The new procedure differs significantly from the previous Petition to Make Special. Several onerous requirements must be met for filing a Petition under the new procedure. Also, significant rights, available in normal examination, are waived and time deadlines are accelerated. Among the application requirements are electronic filing and prosecution, limitation of the number of claims to 3 independent and 20 total, limitation of claims to a single invention or acknowledgement that a restriction requirement response must include an election without traverse, agreement to an examiner interview, which may be conducted before examination starts, conducting a pre-examination search using both classification and word criteria, and filing of an accelerated examination support document that not only is complete, but also directs the examiner's attention to each disclosure in a cited reference where a claim limitation can be correlated, and a detailed explanation of how the claims are patentable over the prior art, among others. The intent of the procedure requirements is to be "analogous to the analysis an examiner uses when locating a relevant prior art reference" and determining its relevance. In effect, the procedure is calculated to certify that the Examiner's job has already been done and the only remaining step is approval and allowance.

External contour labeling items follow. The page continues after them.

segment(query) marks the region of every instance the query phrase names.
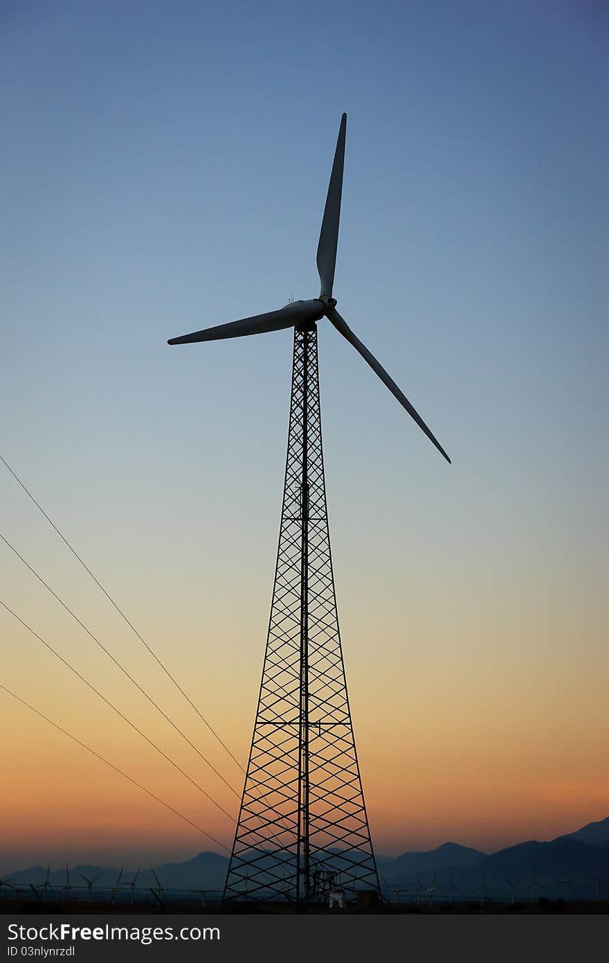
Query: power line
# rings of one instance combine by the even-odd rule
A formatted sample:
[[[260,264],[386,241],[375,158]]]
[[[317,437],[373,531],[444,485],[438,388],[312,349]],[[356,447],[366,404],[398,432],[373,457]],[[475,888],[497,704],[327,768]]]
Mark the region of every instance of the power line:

Several drawbacks are immediately apparent to this new procedure. Granting special status to a number of recently filed applications will necessarily delay the examination of other pending applications. The recent experience of the Mexican Industrial Property Office (IMPI) apparently was not taken into account. By law, IMPI must examine new applications within a certain time period, but in complying with this section of the law, older pending applications have languished. Also, the procedures require meeting extensive mandatory steps, and may be subject to inadvertent (or not) discrepancies by the applicant or practitioner. The new procedures necessarily rely on the applicants' good will efforts to aid the examination process. Such reliance may lead to extra complications in later enforcement action by the patent owner, and leave an opening for an accused infringer to raise inadequacy of the search and inequitable conduct charges as possible defenses. Litigators will be pleased.